# Surging idle



## skramer360 (Aug 14, 2005)

I've asked before, but never got much help, so I thought I would ask again. I have a '95 SE 4x4 with the 3.0 V6 and manual trans. Before it gets warmed up, if I push the clutch in at a stop sign or something the idle will rev up to 2200 rpms or so and then go down to about 1500. It goes up and down more quickly when its cold. As it warms up the surging slows down until the truck is warmed up (about 5 miles depending on outside temp) then idles fine at 1000 rpms. Any good ideas out there?


----------



## LSDisk0 (Dec 8, 2011)

My 89 sentra actually does the same thing. I was told from my friend as well as my uncle, who used to be a car mechanic, that it's just the car warming itself up, so to say.

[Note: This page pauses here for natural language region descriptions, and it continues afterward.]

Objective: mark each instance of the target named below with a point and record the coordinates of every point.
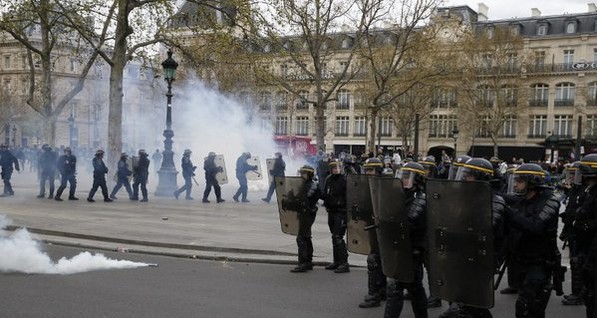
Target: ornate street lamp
(167, 173)
(455, 133)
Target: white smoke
(21, 253)
(204, 120)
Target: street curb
(13, 228)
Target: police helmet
(588, 166)
(336, 166)
(373, 166)
(411, 174)
(460, 160)
(307, 170)
(478, 168)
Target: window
(386, 126)
(266, 101)
(301, 102)
(562, 125)
(591, 126)
(538, 126)
(302, 125)
(509, 127)
(539, 95)
(510, 96)
(360, 126)
(483, 124)
(570, 27)
(441, 125)
(568, 57)
(343, 99)
(342, 125)
(281, 125)
(592, 94)
(565, 94)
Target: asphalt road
(195, 288)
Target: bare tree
(492, 86)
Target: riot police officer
(306, 220)
(47, 168)
(122, 175)
(99, 177)
(7, 160)
(334, 198)
(585, 229)
(242, 167)
(412, 175)
(67, 165)
(211, 169)
(376, 280)
(188, 172)
(277, 171)
(479, 169)
(575, 192)
(141, 174)
(534, 214)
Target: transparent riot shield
(269, 163)
(221, 176)
(360, 214)
(392, 230)
(254, 174)
(291, 202)
(460, 238)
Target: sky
(506, 9)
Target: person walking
(99, 177)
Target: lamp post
(14, 136)
(167, 173)
(455, 133)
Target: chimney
(482, 12)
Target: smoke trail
(23, 254)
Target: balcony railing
(564, 102)
(537, 136)
(538, 102)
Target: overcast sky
(506, 9)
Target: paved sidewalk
(227, 231)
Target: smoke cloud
(21, 253)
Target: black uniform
(242, 167)
(334, 197)
(534, 251)
(7, 161)
(416, 205)
(277, 170)
(306, 219)
(211, 169)
(67, 165)
(47, 169)
(141, 173)
(122, 176)
(99, 179)
(188, 172)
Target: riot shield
(460, 238)
(221, 176)
(291, 202)
(269, 163)
(360, 214)
(392, 230)
(254, 174)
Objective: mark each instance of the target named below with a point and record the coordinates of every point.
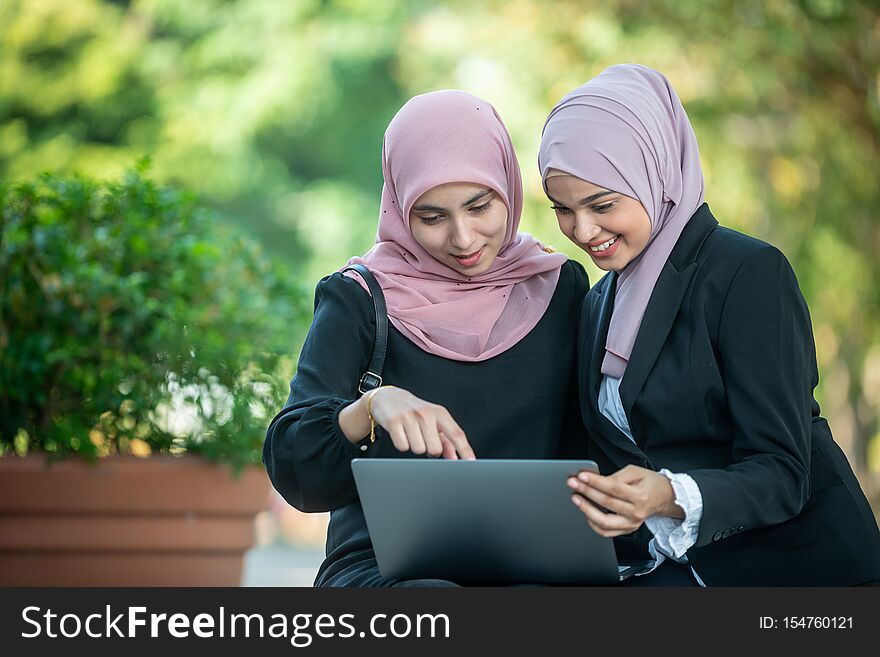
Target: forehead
(450, 194)
(568, 186)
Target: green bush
(132, 321)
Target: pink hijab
(443, 137)
(626, 130)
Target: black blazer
(720, 386)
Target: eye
(479, 209)
(603, 208)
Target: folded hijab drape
(626, 130)
(445, 137)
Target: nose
(584, 228)
(462, 233)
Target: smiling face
(611, 227)
(460, 224)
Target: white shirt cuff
(675, 537)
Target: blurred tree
(130, 321)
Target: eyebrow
(586, 200)
(437, 208)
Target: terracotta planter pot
(157, 521)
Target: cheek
(566, 225)
(430, 240)
(498, 223)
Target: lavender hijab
(444, 137)
(626, 130)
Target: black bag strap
(372, 378)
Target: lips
(604, 249)
(469, 259)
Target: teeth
(604, 245)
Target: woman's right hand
(414, 424)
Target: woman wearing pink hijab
(697, 362)
(481, 348)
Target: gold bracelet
(370, 414)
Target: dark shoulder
(342, 294)
(731, 249)
(573, 276)
(728, 254)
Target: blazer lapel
(663, 307)
(601, 320)
(656, 324)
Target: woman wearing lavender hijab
(697, 362)
(481, 348)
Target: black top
(521, 403)
(720, 386)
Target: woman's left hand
(619, 503)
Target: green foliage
(131, 320)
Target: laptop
(482, 522)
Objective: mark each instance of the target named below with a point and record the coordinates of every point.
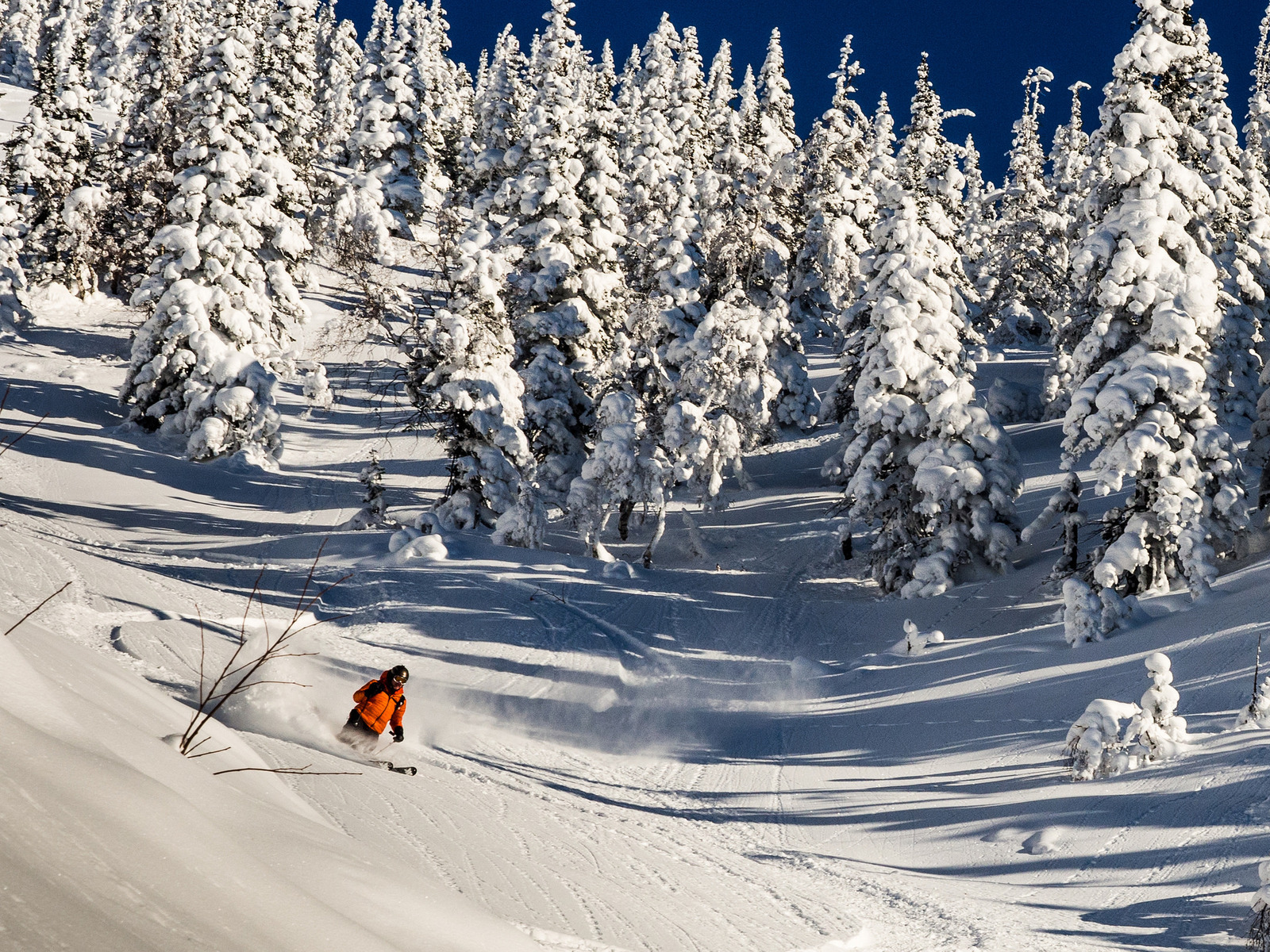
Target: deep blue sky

Once you disengage the clutch(push down) the RPM will go up due to the flywheel having a bit of added pressure, and once you engage the clutch it will go down, if in neutral, because the added pressure is no longer there and the trans is in a freespin with no "friction".
If it were to do it while in neutral and clutch out that would just be the car doing what it can, itself to warm up and keep warm and avoid any back firing, misfiring, or added combustion in the cylinders.
Idk if this was any help to you or not, but please let me know.


----------



## skramer360 (Aug 14, 2005)

It revs up and down when its in neutral, weather the clutch is in or out. What it is doing is not normal. If I'm sitting at a light for a minute or two before it is warmed up it will rev up and down from high to low rpms the whole time I'm sitting there until its warmed up.


----------



## crs82 (Mar 5, 2010)

I hope you can figure it out, because my '94 4-cyl does the same thing...worse when the outside temps are colder. I think the engine type makes no difference. It must be something that is common to both engine types.


----------



## LSDisk0 (Dec 8, 2011)

I have actually fixed my idling problem lol. Fixed it yesterday, it was a quick 15 minute fix for an problem that could inevitably ended in death of car.
All I had to do was clean out my IAC. I just took it off, cleaned the inside of it with some rags to take off carbon deposits and it didnt purge in its idle or anything.


----------



## skramer360 (Aug 14, 2005)

OK, so after reading some on here and other places online, I think I want to remove and clean the IAC valve. Can anyone tell me, or show me in a pic, where the IAC valve is on a 3.0 V-6?


----------



## smj999smj (Jan 1, 2006)

On the driver's side of the engine compartment, mounted on the bottom side of the intake plenum.


----------